** Also affects: linux (Ubuntu Groovy)
   Importance: Undecided
     Assignee: Canonical Kernel Team (canonical-kernel-team)
       Status: In Progress

You received this bug notification because you are a member of Kernel
Packages, which is subscribed to linux in Ubuntu.

  [UBUNTU 20.04] s390x/pci: enumerate pci functions per physical adapter

Status in Ubuntu on IBM z Systems:
  Fix Committed
Status in linux package in Ubuntu:
  In Progress
Status in linux source package in Focal:
  Fix Released
Status in linux source package in Groovy:
  In Progress

Bug description:
  SRU Justification:


  * Mellanox CX5 port multi-pathing is broken on s390x due to non-
  standard topology of PCI IDs (phys. and virtual)

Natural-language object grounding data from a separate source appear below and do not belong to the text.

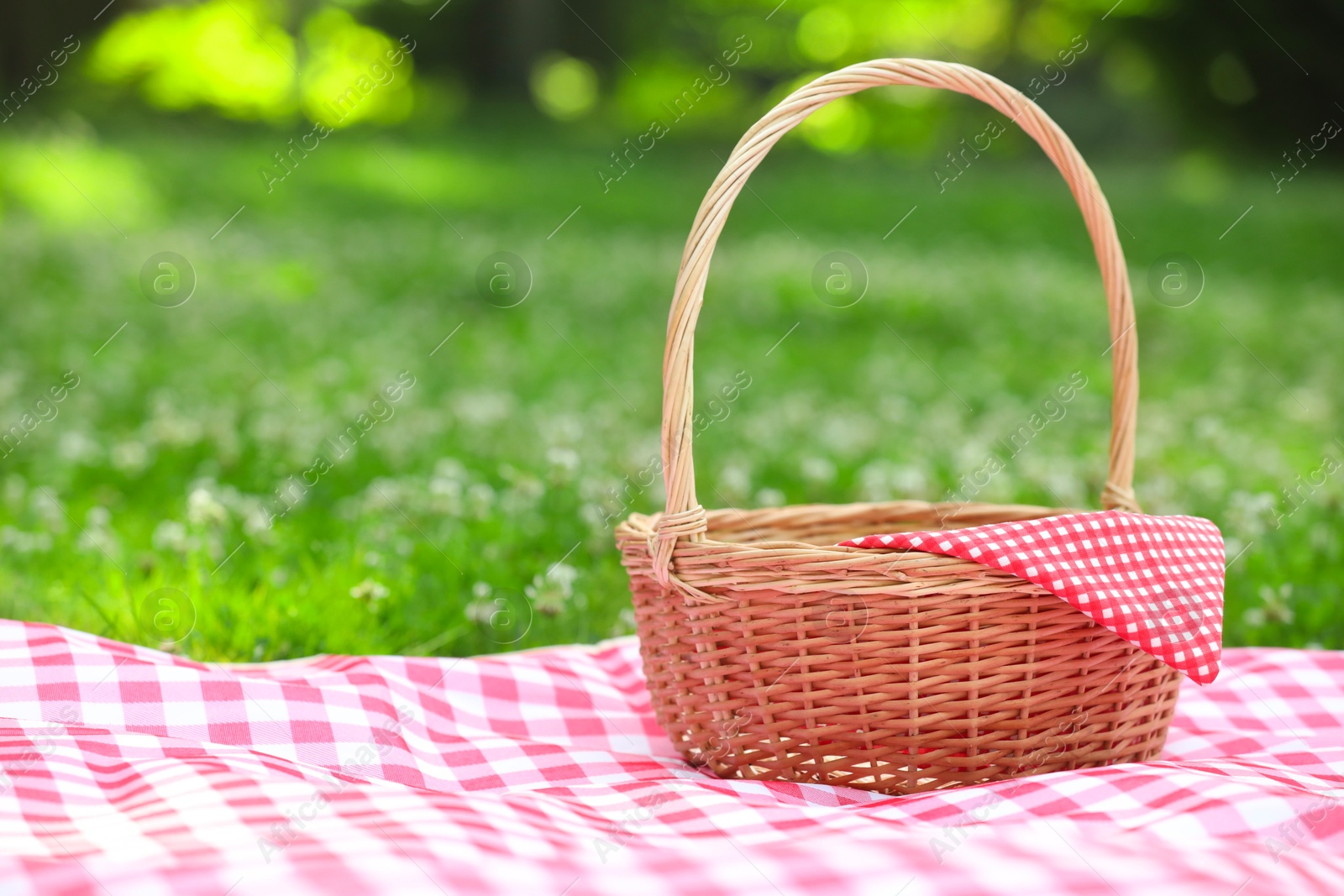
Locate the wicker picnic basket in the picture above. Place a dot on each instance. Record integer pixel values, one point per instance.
(770, 654)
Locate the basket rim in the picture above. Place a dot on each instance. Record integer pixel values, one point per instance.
(643, 526)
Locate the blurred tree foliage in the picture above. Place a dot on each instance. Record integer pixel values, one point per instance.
(1240, 70)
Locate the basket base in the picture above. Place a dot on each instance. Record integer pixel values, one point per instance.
(894, 672)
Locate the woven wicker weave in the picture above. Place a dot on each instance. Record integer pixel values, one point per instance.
(772, 656)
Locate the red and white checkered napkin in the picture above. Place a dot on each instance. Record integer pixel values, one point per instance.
(1155, 580)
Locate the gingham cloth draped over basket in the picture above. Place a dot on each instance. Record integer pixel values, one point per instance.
(134, 773)
(772, 653)
(1155, 580)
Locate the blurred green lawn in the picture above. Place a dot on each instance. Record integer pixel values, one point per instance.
(475, 517)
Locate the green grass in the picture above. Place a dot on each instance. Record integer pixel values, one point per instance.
(474, 519)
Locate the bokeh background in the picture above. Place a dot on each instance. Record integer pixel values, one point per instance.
(338, 327)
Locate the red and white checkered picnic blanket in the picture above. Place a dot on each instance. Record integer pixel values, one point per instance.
(129, 772)
(1155, 580)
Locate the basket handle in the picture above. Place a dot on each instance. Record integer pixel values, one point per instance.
(685, 516)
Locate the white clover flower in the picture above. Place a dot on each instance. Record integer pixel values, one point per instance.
(203, 510)
(551, 593)
(129, 457)
(370, 591)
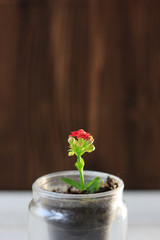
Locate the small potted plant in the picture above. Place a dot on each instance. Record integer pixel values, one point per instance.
(78, 205)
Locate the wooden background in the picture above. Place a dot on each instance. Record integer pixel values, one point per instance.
(70, 64)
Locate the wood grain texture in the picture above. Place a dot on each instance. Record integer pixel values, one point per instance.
(70, 64)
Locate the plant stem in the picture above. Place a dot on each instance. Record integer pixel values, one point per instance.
(81, 174)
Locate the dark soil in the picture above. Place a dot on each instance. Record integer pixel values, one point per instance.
(108, 185)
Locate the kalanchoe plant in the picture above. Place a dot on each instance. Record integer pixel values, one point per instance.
(79, 143)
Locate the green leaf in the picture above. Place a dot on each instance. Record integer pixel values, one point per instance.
(80, 164)
(71, 182)
(94, 185)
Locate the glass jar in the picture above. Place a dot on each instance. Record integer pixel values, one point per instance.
(60, 216)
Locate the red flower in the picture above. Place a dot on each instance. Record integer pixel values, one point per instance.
(80, 134)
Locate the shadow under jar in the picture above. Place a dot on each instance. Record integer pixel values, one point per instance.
(60, 216)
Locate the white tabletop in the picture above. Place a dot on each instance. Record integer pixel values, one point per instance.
(143, 214)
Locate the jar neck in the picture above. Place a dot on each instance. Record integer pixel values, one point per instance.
(42, 188)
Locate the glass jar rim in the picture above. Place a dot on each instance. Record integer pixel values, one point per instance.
(55, 195)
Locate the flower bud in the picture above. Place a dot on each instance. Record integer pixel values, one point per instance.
(90, 139)
(71, 140)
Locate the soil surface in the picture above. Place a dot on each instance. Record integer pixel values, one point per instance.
(108, 185)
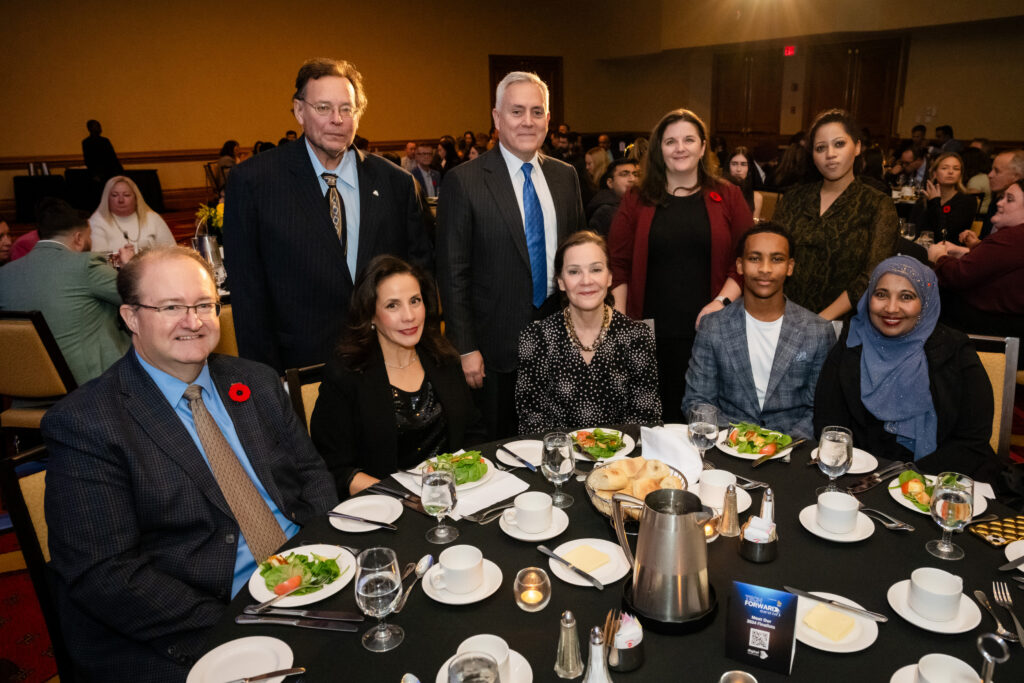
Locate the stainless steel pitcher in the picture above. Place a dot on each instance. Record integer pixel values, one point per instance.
(670, 570)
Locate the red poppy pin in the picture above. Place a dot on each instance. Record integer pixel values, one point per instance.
(239, 392)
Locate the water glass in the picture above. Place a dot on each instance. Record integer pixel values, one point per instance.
(557, 465)
(952, 507)
(835, 455)
(438, 498)
(378, 587)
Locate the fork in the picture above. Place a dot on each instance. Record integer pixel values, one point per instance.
(1003, 598)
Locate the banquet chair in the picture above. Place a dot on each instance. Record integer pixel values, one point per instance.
(998, 355)
(23, 484)
(303, 388)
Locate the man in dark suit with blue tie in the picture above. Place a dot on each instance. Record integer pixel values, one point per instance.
(301, 220)
(500, 219)
(171, 476)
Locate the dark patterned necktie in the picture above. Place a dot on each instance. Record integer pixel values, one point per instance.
(337, 209)
(258, 524)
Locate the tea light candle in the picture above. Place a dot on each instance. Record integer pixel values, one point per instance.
(531, 589)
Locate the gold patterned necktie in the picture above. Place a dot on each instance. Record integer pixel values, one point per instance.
(259, 527)
(337, 210)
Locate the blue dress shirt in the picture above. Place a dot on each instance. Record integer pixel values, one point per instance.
(174, 389)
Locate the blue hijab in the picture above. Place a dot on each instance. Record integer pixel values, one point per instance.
(894, 383)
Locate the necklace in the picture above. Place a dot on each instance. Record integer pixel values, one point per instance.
(570, 329)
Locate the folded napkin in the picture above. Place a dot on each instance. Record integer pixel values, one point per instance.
(672, 446)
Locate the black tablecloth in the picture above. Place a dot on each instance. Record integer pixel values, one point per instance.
(862, 571)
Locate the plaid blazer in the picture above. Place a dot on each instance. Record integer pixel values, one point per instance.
(720, 369)
(141, 539)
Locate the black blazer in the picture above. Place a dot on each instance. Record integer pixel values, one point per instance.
(141, 539)
(961, 392)
(289, 280)
(353, 425)
(482, 260)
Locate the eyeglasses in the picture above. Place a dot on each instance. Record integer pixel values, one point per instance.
(176, 311)
(324, 109)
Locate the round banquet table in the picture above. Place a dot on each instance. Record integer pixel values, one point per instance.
(862, 571)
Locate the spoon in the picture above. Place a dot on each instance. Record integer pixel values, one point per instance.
(422, 566)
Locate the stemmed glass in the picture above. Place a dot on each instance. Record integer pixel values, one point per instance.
(701, 427)
(952, 507)
(438, 499)
(378, 586)
(557, 465)
(835, 455)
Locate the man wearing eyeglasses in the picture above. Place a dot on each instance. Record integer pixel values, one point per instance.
(301, 220)
(170, 478)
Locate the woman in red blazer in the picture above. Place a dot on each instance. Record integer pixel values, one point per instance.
(673, 245)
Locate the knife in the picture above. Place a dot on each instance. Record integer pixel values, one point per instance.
(875, 616)
(547, 551)
(342, 515)
(272, 674)
(301, 623)
(307, 613)
(525, 463)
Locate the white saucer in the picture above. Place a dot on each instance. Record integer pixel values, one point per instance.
(968, 619)
(529, 450)
(615, 568)
(863, 528)
(1014, 551)
(241, 657)
(559, 522)
(864, 631)
(863, 462)
(258, 589)
(378, 508)
(743, 500)
(521, 671)
(492, 581)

  * The Mellanox Connect-X 5 PCI driver (mlx5) implements multi-path
  that can be used to combine multiple networking ports to improve
  performance and reliability.

  * For that purpose, the mlx5 driver combines PCI functions based on
  topology information (the function number) as determined by their PCI

  * Currently the Linux on Z PCI bus does not reflect PCI topology
  information in the PCI ID. As a result, the mlx5 multi-path function
  is broken and cannot be activated.


  * Backport 1: https://launchpadlibrarian.net/479699471/0001-s390-pci-

  * Backport 2: https://launchpadlibrarian.net/479699482/0002-s390-pci-

  * Backport 3: https://launchpadlibrarian.net/479699492/0003-s390-pci-

  * Backport 4: https://launchpadlibrarian.net/479699497/0004-s390-pci-

  * Backport 5: https://launchpadlibrarian.net/479700706/0005-s390-pci-

  * Backport 6: https://launchpadlibrarian.net/479700712/0006-s390-pci-

  * Backport 7: https://launchpadlibrarian.net/479700739/0007-s390-pci-

  * Backport 8: https://launchpadlibrarian.net/479700769/0008-s390-pci-

  * Backport 9: https://launchpadlibrarian.net/479700786/0009-s390-pci-

  * Backport 10: https://launchpadlibrarian.net/479700794/0010-s390-pci-

  * Backport 11: https://launchpadlibrarian.net/479700798/0011-s390-pci-

  * Backport 12: https://launchpadlibrarian.net/479700799/0012-s390-pci-

  [Test Case]

  * Prepare an IBM z13 or LinuxONE III (or newer) system with two or
  more RoCE Express PCI 2(.1) adapters.

  * Assign the adapters (and it's virtual functions) to an LPAR.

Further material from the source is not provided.